Like Norma Rae, which came out of US textile workers’ campaign to organize J.P. Stevens, Made in Dagenham depicts a working woman’s growing class consciousness and self-confidence in the context of a struggle for workplace justice. Where Norma Rae was about the right to have a union, Dagenham is about the right to equal pay for equal work.
Because of its sympathy to unions, its portrayal of worker solidarity and its positive representation of women, Made in Dagenham, like Norma Rae before it, has been hailed as a quintessential feel good labor film.
For that very reason I must offer two notes of caution — one on pay equity and another on Dagenham itself.
Because pay equity depends on the comparability of work performed by women and men, UK employers have evaded the Pay Equity Act by segregating their workforces and resisting efforts to assess comparability. Between 1970 and 1985 more than fifteen major British disputes over equal pay were inspired by the women of Dagenham. Today, forty years after passage of the Pay Equity Act, women in the UK are paid only 79% of male rates.
Still, they fare slightly better than their American sisters, who today earn only 77.4% of what male workers earn. Just one year ago, on a straight party vote, Republicans prevented the United States Senate from voting on the Paycheck Fairness Act, which had already passed the House. Next April 17 will be Equal Pay Day, the day symbolizing how far into 2012 American women must work to earn what men earned in 2011. And June 10, 2013 will mark fifty years since Congress passed our largely unenforced and unenforceable Equal Pay Act.

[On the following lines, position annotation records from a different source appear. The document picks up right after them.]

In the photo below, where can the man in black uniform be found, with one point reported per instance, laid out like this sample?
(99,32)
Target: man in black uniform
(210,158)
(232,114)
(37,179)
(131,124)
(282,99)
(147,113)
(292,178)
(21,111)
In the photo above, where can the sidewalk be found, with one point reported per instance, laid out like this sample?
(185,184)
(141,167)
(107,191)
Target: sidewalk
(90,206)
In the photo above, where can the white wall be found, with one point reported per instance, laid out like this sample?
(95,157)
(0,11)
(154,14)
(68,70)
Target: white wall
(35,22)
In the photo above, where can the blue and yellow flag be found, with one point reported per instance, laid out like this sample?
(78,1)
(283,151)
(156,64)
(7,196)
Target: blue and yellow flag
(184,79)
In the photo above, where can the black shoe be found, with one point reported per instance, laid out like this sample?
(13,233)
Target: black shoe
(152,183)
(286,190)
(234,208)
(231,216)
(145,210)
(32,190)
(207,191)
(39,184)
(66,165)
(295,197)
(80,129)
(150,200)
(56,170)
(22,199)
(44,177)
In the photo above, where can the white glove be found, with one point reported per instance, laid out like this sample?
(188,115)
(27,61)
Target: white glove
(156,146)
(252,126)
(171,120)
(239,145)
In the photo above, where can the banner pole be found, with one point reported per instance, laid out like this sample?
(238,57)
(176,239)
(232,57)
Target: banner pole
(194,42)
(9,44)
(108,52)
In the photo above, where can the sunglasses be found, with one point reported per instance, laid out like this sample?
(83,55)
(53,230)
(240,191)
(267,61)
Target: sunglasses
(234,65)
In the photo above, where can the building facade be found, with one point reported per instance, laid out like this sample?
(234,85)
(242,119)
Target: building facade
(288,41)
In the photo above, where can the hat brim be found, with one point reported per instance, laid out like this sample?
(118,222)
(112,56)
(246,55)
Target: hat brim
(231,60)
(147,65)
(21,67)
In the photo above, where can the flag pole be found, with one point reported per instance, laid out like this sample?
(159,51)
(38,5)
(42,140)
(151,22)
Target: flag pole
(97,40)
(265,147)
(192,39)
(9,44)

With respect to the Dagenham Ford plant, its downsizing and repurposing almost renders moot issues of pay equity. From its peak of 50,000 workers manufacturing several lines of cars and trucks in the 1950s, employment at the plant has shrunk to 2,000 workers assembling diesel motors — albeit in a plant powered entirely by wind turbines. Whether, as the film suggests, Ford actually threatened the strikers in 1968 with moving production abroad, the company has since then done just that. By 2009, when Made in Dagenham was in production, Ford had closed many of its UK plants, locking out employees — including the Visteon workers I visited during their occupation of the Belfast factory. Please bear that in mind during the film’s credits, which include the claim that the Ford Motor Company maintained good employee relations.
Nevertheless, I urge you to sit through all the credits, which include historical footage from the actual strike as well as contemporary interview clips and photos of the strikers themselves.
This introduction was presented on 28 October 2011.